A Advocacia-Geral da União (AGU) firmou o acordo com o governo de Roraima nesta segunda-feira (27), que garante o repasse de R$ 115 milhões em recursos federais para compensar despesas provocadas pelo fluxo migratório venezuelano no estado.
O termo foi celebrado no âmbito da Ação Cível Originária (ACO) 3121 e será encaminhado para homologação pelo Supremo Tribunal Federal (STF), encerrando o processo judicial iniciado em 2018 sobre o ressarcimento dos custos extraordinários enfrentados pelo estado.
O acordo prevê a transferência dos recursos para áreas diretamente impactadas pela migração: R$ 36 milhões para saúde, R$ 10 milhões para educação, R$ 63 milhões para segurança pública e R$ 6 milhões para o sistema prisional.

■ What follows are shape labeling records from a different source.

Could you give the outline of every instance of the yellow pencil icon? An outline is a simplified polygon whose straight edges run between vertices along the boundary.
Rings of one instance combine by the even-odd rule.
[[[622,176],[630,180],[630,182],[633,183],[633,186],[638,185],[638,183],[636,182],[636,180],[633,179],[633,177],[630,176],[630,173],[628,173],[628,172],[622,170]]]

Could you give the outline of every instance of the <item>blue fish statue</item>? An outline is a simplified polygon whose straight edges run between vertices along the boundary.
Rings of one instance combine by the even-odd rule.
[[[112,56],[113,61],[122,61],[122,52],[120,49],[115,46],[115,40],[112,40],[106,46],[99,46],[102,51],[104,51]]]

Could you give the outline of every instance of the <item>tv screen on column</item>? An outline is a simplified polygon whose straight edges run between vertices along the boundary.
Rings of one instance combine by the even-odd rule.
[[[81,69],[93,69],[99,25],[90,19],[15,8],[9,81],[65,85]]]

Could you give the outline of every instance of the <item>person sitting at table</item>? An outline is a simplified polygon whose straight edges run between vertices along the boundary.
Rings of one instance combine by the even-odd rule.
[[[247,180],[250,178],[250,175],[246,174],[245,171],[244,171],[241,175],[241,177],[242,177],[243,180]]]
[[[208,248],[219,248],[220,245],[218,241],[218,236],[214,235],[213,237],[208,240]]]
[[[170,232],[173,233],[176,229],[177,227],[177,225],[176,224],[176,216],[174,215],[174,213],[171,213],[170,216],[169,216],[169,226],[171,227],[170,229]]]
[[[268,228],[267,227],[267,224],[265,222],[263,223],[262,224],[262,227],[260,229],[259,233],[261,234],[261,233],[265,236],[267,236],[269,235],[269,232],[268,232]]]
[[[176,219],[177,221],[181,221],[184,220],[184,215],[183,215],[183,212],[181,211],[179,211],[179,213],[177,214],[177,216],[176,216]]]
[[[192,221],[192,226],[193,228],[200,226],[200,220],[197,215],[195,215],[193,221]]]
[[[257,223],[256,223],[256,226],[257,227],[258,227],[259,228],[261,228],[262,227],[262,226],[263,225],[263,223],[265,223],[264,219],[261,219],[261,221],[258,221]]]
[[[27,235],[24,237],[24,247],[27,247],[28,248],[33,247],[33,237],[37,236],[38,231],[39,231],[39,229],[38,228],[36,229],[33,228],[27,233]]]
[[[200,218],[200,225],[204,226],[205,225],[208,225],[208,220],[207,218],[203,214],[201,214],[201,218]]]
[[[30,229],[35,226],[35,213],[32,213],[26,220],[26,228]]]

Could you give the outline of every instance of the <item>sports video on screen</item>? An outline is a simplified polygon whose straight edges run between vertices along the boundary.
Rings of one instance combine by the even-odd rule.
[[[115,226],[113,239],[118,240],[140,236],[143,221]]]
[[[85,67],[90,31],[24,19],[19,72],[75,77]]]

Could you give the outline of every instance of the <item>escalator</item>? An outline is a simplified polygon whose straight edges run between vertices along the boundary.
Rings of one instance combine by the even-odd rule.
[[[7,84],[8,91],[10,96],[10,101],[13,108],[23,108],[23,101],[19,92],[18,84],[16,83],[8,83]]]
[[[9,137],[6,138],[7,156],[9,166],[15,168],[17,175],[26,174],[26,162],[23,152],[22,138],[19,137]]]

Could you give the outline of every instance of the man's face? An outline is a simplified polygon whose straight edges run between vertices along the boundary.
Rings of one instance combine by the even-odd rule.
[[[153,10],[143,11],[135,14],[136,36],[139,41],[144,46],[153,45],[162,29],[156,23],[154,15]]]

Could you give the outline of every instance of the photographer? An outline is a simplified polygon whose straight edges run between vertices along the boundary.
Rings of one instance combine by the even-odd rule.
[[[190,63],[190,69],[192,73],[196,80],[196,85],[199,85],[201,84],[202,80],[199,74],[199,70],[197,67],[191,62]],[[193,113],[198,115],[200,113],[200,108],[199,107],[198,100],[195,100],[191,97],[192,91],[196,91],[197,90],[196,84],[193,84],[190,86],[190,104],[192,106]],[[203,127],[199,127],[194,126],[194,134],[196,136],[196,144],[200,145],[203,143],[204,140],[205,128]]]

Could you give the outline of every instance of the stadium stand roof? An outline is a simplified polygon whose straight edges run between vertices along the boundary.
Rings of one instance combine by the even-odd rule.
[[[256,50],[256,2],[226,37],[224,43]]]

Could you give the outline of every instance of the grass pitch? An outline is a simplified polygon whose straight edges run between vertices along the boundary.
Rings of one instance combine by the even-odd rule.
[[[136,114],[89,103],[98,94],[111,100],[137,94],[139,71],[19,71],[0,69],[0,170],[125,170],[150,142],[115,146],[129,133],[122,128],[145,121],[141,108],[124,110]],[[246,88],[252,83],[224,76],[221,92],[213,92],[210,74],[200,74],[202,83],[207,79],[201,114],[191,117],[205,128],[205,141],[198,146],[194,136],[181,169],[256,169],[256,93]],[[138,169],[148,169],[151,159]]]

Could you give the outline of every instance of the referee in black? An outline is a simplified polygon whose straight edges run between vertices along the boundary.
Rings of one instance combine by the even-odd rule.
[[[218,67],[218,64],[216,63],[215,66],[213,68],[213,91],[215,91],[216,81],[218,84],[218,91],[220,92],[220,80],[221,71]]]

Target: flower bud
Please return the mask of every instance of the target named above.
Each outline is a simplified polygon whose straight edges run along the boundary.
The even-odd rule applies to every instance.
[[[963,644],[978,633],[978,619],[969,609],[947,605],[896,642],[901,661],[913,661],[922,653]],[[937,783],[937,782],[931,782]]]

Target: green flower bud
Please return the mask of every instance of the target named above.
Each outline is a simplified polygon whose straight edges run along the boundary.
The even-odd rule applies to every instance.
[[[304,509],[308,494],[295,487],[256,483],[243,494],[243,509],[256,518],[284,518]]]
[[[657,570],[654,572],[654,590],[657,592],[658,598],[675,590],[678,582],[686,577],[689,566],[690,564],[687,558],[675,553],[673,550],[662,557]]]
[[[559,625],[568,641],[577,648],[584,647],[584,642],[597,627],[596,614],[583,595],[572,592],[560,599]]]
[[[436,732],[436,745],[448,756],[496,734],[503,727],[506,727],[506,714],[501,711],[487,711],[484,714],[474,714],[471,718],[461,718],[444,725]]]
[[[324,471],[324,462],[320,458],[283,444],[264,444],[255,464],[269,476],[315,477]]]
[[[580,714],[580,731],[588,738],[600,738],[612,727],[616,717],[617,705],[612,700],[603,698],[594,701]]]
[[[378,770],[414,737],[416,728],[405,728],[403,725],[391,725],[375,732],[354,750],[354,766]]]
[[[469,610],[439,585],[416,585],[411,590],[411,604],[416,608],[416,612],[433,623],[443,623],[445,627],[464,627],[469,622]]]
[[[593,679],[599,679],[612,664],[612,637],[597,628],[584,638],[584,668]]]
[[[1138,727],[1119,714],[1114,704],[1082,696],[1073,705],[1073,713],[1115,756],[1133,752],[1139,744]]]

Segundo a Procuradoria-Geral do Estado (PGE-RR), responsável pela condução da ação, o objetivo é recompor financeiramente os gastos assumidos por Roraima diante da sobrecarga sobre serviços públicos essenciais.
A AGU destacou que o repasse representa o reconhecimento formal dos impactos econômicos e administrativos gerados pela crise migratória, considerada uma responsabilidade compartilhada entre os entes federativos.
O advogado-geral da União substituto, Flavio Roman, enfatizou que os valores “não são apenas uma cifra contábil”, mas “representam o reconhecimento formal de que a crise migratória tem um custo real, assumido na ponta por quem governa e por quem vive em Roraima, e que esse custo deve ser enfrentado de maneira compartilhada, solidária e responsável pela federação”.
Os valores serão depositados em contas específicas por área, com previsão de mecanismos de controle, rastreabilidade e transparência na aplicação.
Desde 2017, o Brasil recebeu cerca de 1,4 milhão de venezuelanos, tendo Roraima como principal porta de entrada. O aumento populacional elevou a demanda por atendimentos em saúde, educação, assistência social e segurança, pressionando a estrutura pública estadual.
A conciliação também foi apontada como solução institucional para evitar a continuidade de um litígio prolongado no STF, reforçando a cooperação entre União e estado no enfrentamento de crises humanitárias de alcance nacional.